Thomas Linguanti, a partner with Baker & McKenzie LLP in Chicago, said these cases gin up a sense of uncertainty, and not just for the taxpayers involved.
“At the end of the day we’re Monday morning quarterbacking,” Linguanti said. “There are a lot of things going on, very thoughtful professionals making decisions. But the ramifications are significant.”
Taxpayers are saying they feel “unmoored” by the realization that they can't depend on long-standing agreements with the IRS, Linguanti said, speaking June 8 at an international tax conference sponsored by Bloomberg BNA and Baker & McKenzie.
Linguanti represents Medtronic in its transfer pricing dispute with the IRS. A ruling in the case was issued June 9 (see related story).

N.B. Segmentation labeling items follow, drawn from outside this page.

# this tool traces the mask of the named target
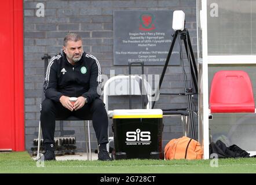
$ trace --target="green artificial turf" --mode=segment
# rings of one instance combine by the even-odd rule
[[[211,167],[210,162],[203,160],[74,160],[45,161],[44,167],[38,167],[27,152],[1,152],[0,173],[256,173],[255,158],[219,159],[218,167]]]

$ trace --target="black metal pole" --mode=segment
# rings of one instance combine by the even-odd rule
[[[178,32],[180,31],[178,31],[178,30],[175,31],[175,33],[174,33],[174,35],[173,36],[173,41],[171,42],[171,46],[170,47],[169,52],[168,53],[167,57],[166,58],[166,60],[165,61],[164,66],[163,69],[163,72],[162,72],[162,75],[161,75],[161,77],[160,78],[159,84],[158,85],[158,87],[157,88],[157,91],[156,91],[157,94],[160,92],[160,88],[161,88],[161,85],[163,82],[163,77],[164,76],[165,72],[166,71],[166,69],[168,66],[168,63],[169,62],[170,58],[171,57],[171,53],[173,52],[173,47],[174,46],[175,42],[176,40],[177,36],[178,35]],[[159,92],[158,92],[158,91],[159,91]],[[154,95],[156,96],[156,94],[155,94]],[[152,109],[153,109],[155,103],[156,103],[155,101],[153,102]]]

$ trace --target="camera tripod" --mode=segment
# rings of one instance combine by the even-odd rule
[[[177,30],[175,31],[174,35],[172,35],[173,37],[173,40],[171,42],[171,46],[170,47],[169,51],[165,62],[165,64],[163,69],[163,72],[161,75],[161,77],[160,78],[160,82],[159,87],[158,88],[158,91],[160,91],[160,88],[161,88],[161,85],[163,83],[163,78],[164,76],[166,69],[168,66],[168,64],[171,57],[171,53],[173,52],[173,47],[174,46],[175,42],[177,39],[178,39],[179,45],[180,45],[180,57],[181,65],[182,69],[182,75],[183,75],[183,84],[184,88],[184,92],[183,93],[159,93],[159,95],[185,95],[187,97],[188,102],[188,108],[185,109],[167,109],[163,110],[164,114],[182,114],[188,116],[189,121],[191,127],[191,136],[192,138],[197,140],[196,132],[196,124],[195,121],[195,112],[193,108],[193,102],[192,97],[194,94],[198,94],[198,69],[196,68],[196,62],[195,60],[195,57],[193,53],[192,47],[191,45],[191,42],[189,37],[189,34],[187,29],[184,28],[183,31]],[[184,68],[184,61],[183,60],[183,54],[182,54],[182,41],[183,40],[185,49],[186,50],[186,57],[188,61],[188,65],[190,69],[190,80],[188,82],[187,79],[187,76],[185,71]],[[153,102],[152,108],[153,109],[155,101]]]

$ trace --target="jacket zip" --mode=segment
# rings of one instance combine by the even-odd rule
[[[73,66],[72,68],[73,69],[73,79],[74,78],[74,73],[75,73],[75,67]],[[76,88],[75,88],[75,97],[76,97]]]
[[[186,153],[188,153],[188,146],[189,145],[189,144],[190,144],[190,142],[191,142],[191,140],[192,140],[192,139],[191,138],[191,139],[190,139],[190,140],[189,140],[189,141],[188,142],[188,145],[186,145],[186,152],[185,152],[185,159],[186,159]]]

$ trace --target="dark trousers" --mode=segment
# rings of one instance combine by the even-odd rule
[[[55,131],[55,119],[65,119],[73,115],[85,119],[87,114],[92,115],[93,126],[98,144],[108,142],[108,120],[104,104],[100,98],[95,99],[92,103],[85,104],[81,109],[70,111],[61,103],[55,102],[46,98],[42,103],[40,116],[42,132],[44,143],[53,143]]]

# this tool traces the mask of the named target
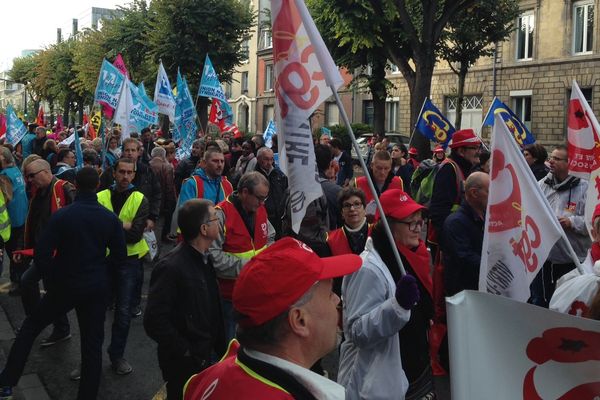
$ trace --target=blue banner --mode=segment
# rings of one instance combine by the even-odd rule
[[[506,104],[501,102],[497,97],[494,97],[483,125],[494,126],[494,116],[496,114],[502,117],[519,146],[523,147],[526,144],[535,143],[535,138],[519,117]]]
[[[430,99],[425,99],[416,127],[423,136],[434,143],[440,144],[444,149],[448,147],[455,131],[454,126]]]
[[[6,106],[6,141],[13,147],[16,146],[23,136],[27,134],[27,128],[21,122],[12,105]]]
[[[102,61],[98,84],[94,92],[94,100],[100,104],[106,104],[113,109],[117,108],[124,81],[125,77],[117,67],[106,60]]]
[[[179,84],[177,85],[179,86]],[[219,77],[215,71],[208,54],[204,60],[204,69],[202,70],[202,79],[200,80],[200,90],[198,96],[210,97],[221,100],[221,103],[227,103],[227,97],[219,82]]]
[[[269,121],[267,128],[265,129],[265,133],[263,133],[263,139],[265,140],[265,146],[268,148],[273,147],[273,135],[277,133],[275,128],[275,122],[273,120]]]

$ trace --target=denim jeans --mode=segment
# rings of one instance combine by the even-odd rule
[[[131,324],[131,309],[134,303],[136,284],[140,275],[142,260],[137,256],[127,257],[123,265],[115,270],[113,280],[116,295],[115,312],[113,317],[112,335],[108,355],[111,361],[123,357],[125,345]]]
[[[81,332],[81,382],[77,399],[95,399],[102,374],[107,292],[105,287],[85,293],[76,293],[69,288],[48,292],[32,314],[25,318],[0,374],[0,386],[17,385],[35,338],[52,321],[75,308]]]

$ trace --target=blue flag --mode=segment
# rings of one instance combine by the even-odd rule
[[[417,120],[417,130],[434,143],[441,145],[444,149],[448,147],[450,139],[454,134],[454,126],[444,117],[440,110],[431,102],[429,98],[425,99],[421,115]]]
[[[75,135],[75,166],[77,168],[83,167],[83,151],[81,151],[81,142],[79,141],[79,134],[77,131],[73,133]]]
[[[265,140],[265,146],[268,148],[273,147],[273,135],[277,133],[275,128],[275,122],[273,120],[269,121],[267,128],[265,129],[265,133],[263,133],[263,139]]]
[[[113,109],[117,108],[124,81],[125,76],[117,67],[106,60],[102,61],[98,84],[94,92],[94,100],[100,104],[106,104]]]
[[[27,128],[21,122],[12,105],[6,106],[6,141],[13,147],[16,146],[23,136],[27,134]]]
[[[517,117],[517,114],[497,97],[494,97],[494,101],[488,110],[485,121],[483,121],[483,125],[494,126],[494,116],[496,114],[502,117],[508,130],[510,130],[510,133],[512,133],[519,146],[523,147],[526,144],[535,143],[535,138],[531,132],[529,132],[529,129],[527,129],[525,124]]]
[[[227,103],[227,97],[223,92],[221,82],[219,82],[219,77],[212,66],[212,62],[210,62],[208,54],[206,54],[206,59],[204,60],[204,69],[202,70],[202,79],[200,80],[198,96],[219,99],[221,100],[221,103]]]

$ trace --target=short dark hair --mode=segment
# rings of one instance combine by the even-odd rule
[[[338,138],[333,138],[329,141],[329,145],[331,147],[335,147],[336,149],[343,150],[342,141]]]
[[[206,199],[191,199],[183,203],[177,214],[177,225],[183,240],[190,242],[200,234],[202,224],[208,222],[208,208],[213,202]]]
[[[119,164],[121,164],[121,163],[135,165],[135,163],[133,162],[133,160],[131,158],[129,158],[129,157],[121,157],[121,158],[119,158],[115,162],[115,165],[114,165],[113,169],[116,171],[119,168]]]
[[[345,187],[338,193],[338,206],[341,210],[343,208],[344,202],[348,200],[350,197],[356,196],[360,199],[363,206],[367,205],[367,198],[365,197],[365,192],[355,187]]]
[[[326,144],[318,144],[315,146],[315,158],[317,160],[317,168],[319,171],[325,171],[329,168],[331,160],[333,160],[333,153],[331,147]]]
[[[95,193],[99,183],[100,176],[95,168],[83,167],[75,175],[75,185],[79,192]]]

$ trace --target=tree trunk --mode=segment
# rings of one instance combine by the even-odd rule
[[[467,79],[467,72],[469,72],[466,66],[463,67],[462,63],[458,73],[458,96],[456,99],[456,118],[454,120],[454,128],[460,129],[462,123],[462,103],[465,97],[465,81]]]
[[[373,133],[382,136],[385,133],[385,100],[387,99],[385,64],[373,65],[371,71],[369,89],[373,96]]]
[[[417,73],[415,74],[414,84],[412,85],[412,90],[410,92],[410,126],[413,131],[419,118],[423,102],[431,93],[433,67],[434,58],[431,58],[431,60],[426,59],[425,62],[420,64],[415,62],[415,71],[417,71]],[[409,85],[409,88],[410,87],[411,85]],[[417,148],[419,160],[431,157],[431,145],[429,139],[416,131],[414,132],[410,144]]]

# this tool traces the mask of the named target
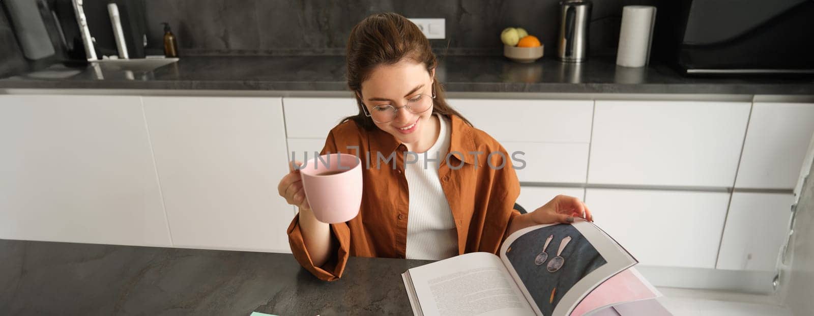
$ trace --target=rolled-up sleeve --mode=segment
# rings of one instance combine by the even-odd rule
[[[336,140],[334,131],[328,133],[326,138],[325,146],[322,147],[321,155],[326,153],[339,152],[337,150]],[[331,244],[338,245],[336,252],[332,253],[321,266],[313,265],[311,260],[311,254],[305,247],[303,239],[302,230],[300,227],[300,214],[294,217],[291,225],[287,230],[288,234],[288,244],[291,246],[291,253],[305,270],[310,271],[314,276],[325,281],[335,281],[342,276],[348,262],[348,253],[350,252],[350,229],[346,223],[330,224]]]
[[[502,146],[499,150],[504,152],[504,156],[508,156]],[[501,165],[501,156],[493,157],[495,161],[492,165]],[[510,161],[505,161],[503,168],[492,171],[491,181],[493,185],[489,195],[492,198],[486,206],[488,225],[484,227],[479,251],[497,253],[506,237],[511,221],[520,215],[520,212],[514,209],[514,201],[520,195],[520,182]]]
[[[332,253],[322,266],[316,266],[311,260],[311,254],[305,247],[302,231],[300,230],[300,214],[294,217],[291,224],[288,226],[288,244],[291,253],[305,270],[317,278],[324,281],[335,281],[342,277],[348,263],[348,250],[350,248],[350,230],[348,224],[330,224],[330,238],[337,244],[336,252]]]

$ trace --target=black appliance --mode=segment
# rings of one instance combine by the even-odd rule
[[[814,73],[814,0],[667,0],[654,54],[687,74]]]

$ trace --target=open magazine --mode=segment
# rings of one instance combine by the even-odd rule
[[[500,257],[472,252],[403,274],[416,315],[671,315],[638,261],[604,231],[572,224],[527,227]]]

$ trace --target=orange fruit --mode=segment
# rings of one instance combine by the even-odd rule
[[[532,35],[527,35],[517,42],[518,47],[536,47],[540,45],[540,40]]]

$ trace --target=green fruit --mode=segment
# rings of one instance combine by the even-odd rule
[[[520,41],[520,36],[514,28],[505,28],[503,32],[501,32],[501,41],[503,42],[503,44],[514,46]]]
[[[528,36],[528,32],[526,32],[526,30],[523,29],[523,28],[514,28],[514,29],[517,30],[517,36],[520,38]]]

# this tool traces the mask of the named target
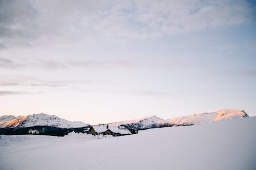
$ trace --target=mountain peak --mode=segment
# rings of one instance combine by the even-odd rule
[[[3,116],[2,116],[3,117]],[[15,116],[12,119],[5,119],[0,123],[0,128],[25,128],[36,126],[46,126],[61,128],[80,128],[88,126],[81,122],[70,122],[55,115],[43,113],[27,116]]]

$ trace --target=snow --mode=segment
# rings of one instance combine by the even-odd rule
[[[125,128],[122,128],[122,129],[119,129],[115,126],[109,126],[109,128],[106,128],[106,125],[102,125],[100,126],[93,126],[93,129],[97,133],[102,133],[105,132],[108,129],[111,130],[114,133],[119,133],[123,135],[131,134],[132,133],[127,129]]]
[[[255,131],[251,117],[118,137],[1,135],[0,169],[252,170]]]
[[[28,116],[20,116],[15,117],[10,115],[10,118],[4,119],[6,116],[2,117],[0,128],[25,128],[35,126],[47,126],[61,128],[80,128],[88,126],[81,122],[70,122],[65,119],[61,118],[55,115],[49,115],[44,113],[35,114]],[[14,117],[14,119],[11,119]]]
[[[164,120],[159,117],[155,115],[150,116],[147,117],[144,117],[137,119],[124,120],[119,122],[112,123],[109,124],[111,124],[113,126],[118,126],[122,124],[128,124],[131,123],[136,123],[139,122],[143,122],[145,125],[148,125],[156,123],[159,122],[163,122]]]
[[[246,113],[243,110],[223,109],[214,112],[175,117],[166,120],[171,124],[176,125],[196,125],[248,116]]]

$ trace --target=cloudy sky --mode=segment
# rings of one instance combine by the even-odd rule
[[[0,0],[0,115],[256,115],[253,1]]]

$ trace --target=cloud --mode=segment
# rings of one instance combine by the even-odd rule
[[[241,70],[236,71],[225,71],[223,73],[228,76],[256,78],[256,70]]]
[[[2,76],[0,77],[0,86],[26,86],[58,87],[71,86],[74,84],[89,84],[93,82],[92,80],[48,80],[34,78],[31,77],[12,76],[11,78]]]
[[[158,90],[79,90],[79,92],[103,92],[110,93],[123,93],[138,95],[142,96],[176,96],[180,95],[189,94],[188,92],[184,91],[166,91]]]
[[[12,91],[0,91],[0,95],[13,95],[13,94],[29,94],[27,92]]]
[[[25,66],[24,65],[18,64],[13,60],[5,58],[0,58],[0,68],[20,68]]]
[[[2,1],[0,42],[6,47],[120,42],[242,25],[245,1]]]

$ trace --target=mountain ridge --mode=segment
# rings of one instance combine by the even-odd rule
[[[28,116],[18,116],[11,120],[13,115],[0,117],[0,128],[27,128],[33,126],[46,126],[60,128],[72,128],[87,127],[89,125],[82,122],[70,122],[54,115],[50,115],[43,113]],[[9,121],[7,121],[9,120]]]
[[[222,109],[212,112],[201,113],[188,116],[179,116],[163,119],[156,115],[137,119],[123,120],[109,124],[113,126],[123,126],[129,129],[144,130],[150,128],[188,126],[201,124],[225,119],[249,117],[244,111],[235,109]],[[70,122],[66,119],[43,113],[28,116],[4,115],[0,117],[0,128],[26,128],[37,126],[46,126],[61,128],[80,128],[90,126],[81,122]]]

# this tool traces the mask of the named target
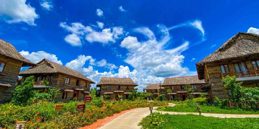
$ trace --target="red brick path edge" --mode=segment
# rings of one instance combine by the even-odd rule
[[[100,128],[106,125],[107,123],[110,122],[112,120],[119,117],[120,116],[126,112],[135,110],[145,108],[136,108],[121,111],[120,113],[114,114],[113,116],[107,116],[102,119],[98,120],[96,122],[90,125],[82,127],[79,128],[79,129],[95,129],[99,128]]]

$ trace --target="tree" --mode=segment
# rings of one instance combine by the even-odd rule
[[[194,91],[193,91],[193,89],[192,87],[192,86],[189,84],[185,85],[184,87],[184,90],[187,92],[188,98],[189,99],[191,99],[194,106],[196,106],[195,104],[194,103],[194,102],[193,102],[193,98],[194,97],[194,96],[193,96],[193,95],[192,94],[192,92],[193,92]]]
[[[33,76],[26,78],[23,83],[16,87],[13,91],[13,97],[11,102],[16,105],[29,104],[37,92],[33,90],[34,85]]]
[[[52,101],[54,101],[55,98],[59,94],[59,91],[60,90],[60,89],[56,89],[55,87],[49,89],[49,93],[50,95],[51,99]]]
[[[170,98],[170,101],[171,101],[171,93],[172,93],[172,90],[168,89],[166,90],[166,92],[169,94],[169,98]]]

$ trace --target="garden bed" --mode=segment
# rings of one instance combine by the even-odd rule
[[[8,104],[2,105],[0,106],[0,127],[14,129],[16,121],[26,121],[28,122],[25,127],[28,129],[76,128],[90,125],[98,119],[122,111],[158,105],[156,101],[146,103],[125,101],[108,102],[106,107],[101,108],[89,102],[83,113],[76,110],[77,104],[82,102],[44,102],[25,107]],[[64,104],[62,110],[58,114],[57,111],[54,111],[57,104]],[[160,104],[164,105],[164,103],[160,103]]]

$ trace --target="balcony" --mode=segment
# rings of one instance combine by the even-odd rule
[[[238,81],[259,80],[259,70],[221,73],[221,77],[222,78],[228,75],[230,76],[235,76]]]
[[[43,84],[43,83],[41,82],[34,82],[34,85],[35,86],[39,86],[39,85],[45,85]],[[51,86],[51,83],[50,82],[49,82],[48,86]]]

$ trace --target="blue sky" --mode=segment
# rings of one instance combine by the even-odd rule
[[[196,75],[195,63],[232,36],[259,33],[259,1],[182,1],[0,0],[0,38],[34,63],[97,83],[131,78],[140,90]]]

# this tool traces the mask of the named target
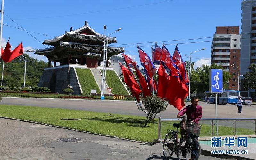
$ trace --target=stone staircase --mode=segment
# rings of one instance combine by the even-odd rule
[[[100,88],[100,90],[101,91],[101,81],[102,79],[102,77],[101,76],[101,72],[100,71],[100,69],[97,68],[90,68],[90,69],[92,72],[93,76],[95,78],[96,80],[96,82],[97,84],[99,85],[99,87]],[[107,88],[108,87],[108,86],[107,84],[107,82],[105,81],[105,94],[108,94],[108,91]],[[100,94],[100,93],[99,93]],[[111,94],[112,94],[112,93],[111,92]]]

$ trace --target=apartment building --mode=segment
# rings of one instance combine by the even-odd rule
[[[216,27],[213,35],[211,64],[222,66],[224,71],[229,72],[233,76],[227,82],[229,87],[227,89],[239,89],[237,71],[240,72],[241,38],[239,26]]]
[[[248,68],[252,64],[256,64],[256,0],[243,0],[241,4],[242,40],[240,74],[243,75],[250,71]],[[244,77],[242,76],[240,77],[242,84]],[[241,87],[242,96],[256,98],[254,90],[247,90]]]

The most striking example of the IRS walking away from an agreement is Coca-Cola's $9.4 billion transfer pricing dispute over the licensing of intangibles abroad. The IRS claims that Coca-Cola undercharged its foreign affiliates for the rights to its brand and other marketing intangibles, but the company says its approach is all set out in a closing agreement it worked out with the agency years earlier (24 Transfer Pricing Report 1083, 1/7/16).
Saul Mezei, a partner with Morgan, Lewis & Bockius LLP, said the fact that the agency rejected a long-standing closing agreement is particularly unsettling.
“The IRS did honor it for a really long time, through at least five successive audit cycles. And then the IRS decided suddenly that it wasn’t going to honor it anymore,” Mezei said.
Why the IRS made the decision to walk away from the closing agreement isn't clear. The agency has designated the case for litigation—bypassing the administrative appeals process—a move that suggests the IRS sees the dispute as an opportunity to reset current case law (24 Transfer Pricing Report 1382, 3/17/16).
But according to Mezei, the decision to take the case to court “has an ad hoc feel.”
“You'd like to think there is some grand scheme here, but with the agency reorganizing it seems every five minutes, it is hard to see that there is any coordination. It seems driven by individuals, by bad relationships, sometimes, and that's particularly troubling,” he said.
Drew Crousore, partner with Baker & McKenzie in Palo Alto, said the new environment of uncertainty creates a bad working relationship for practitioners and their clients, particularly when the IRS decides to rethink an agreement it signed off on earlier.
“For a tax professional or an adviser to have to go back a year or two later and say by the way, you know all that work we did three years ago and we reached that resolution? It’s for nothing. That’s not a career enhancing conversation.”
Holly McClellan, director of global transfer pricing with General Electric Co., jumped in: “Or even to have to explain up front that something could go wrong.”
After working to persuade a company to go ahead with an agreement with the IRS, she said, “you don’t want the next breath to be ‘you know, sometimes they walk away from this stuff.' But it would be irresponsible if you did not inform people that this is what could happen.”
And when it happens, Crousore said, “the dynamics of the relationship between the IRS and the taxpayer change drastically.”
The ill will created by such situations is ultimately counterproductive for the IRS, Crousore suggested, because taxpayers will be less inclined to work out administrative agreements. Instead, they will be more inclined to wait out the audit and head straight to court, where they know they can get a final judgment.
“The impact on non-docketed cases is a longer march to controversy or litigation than what you would have seen 10 years ago or five years ago,” he said.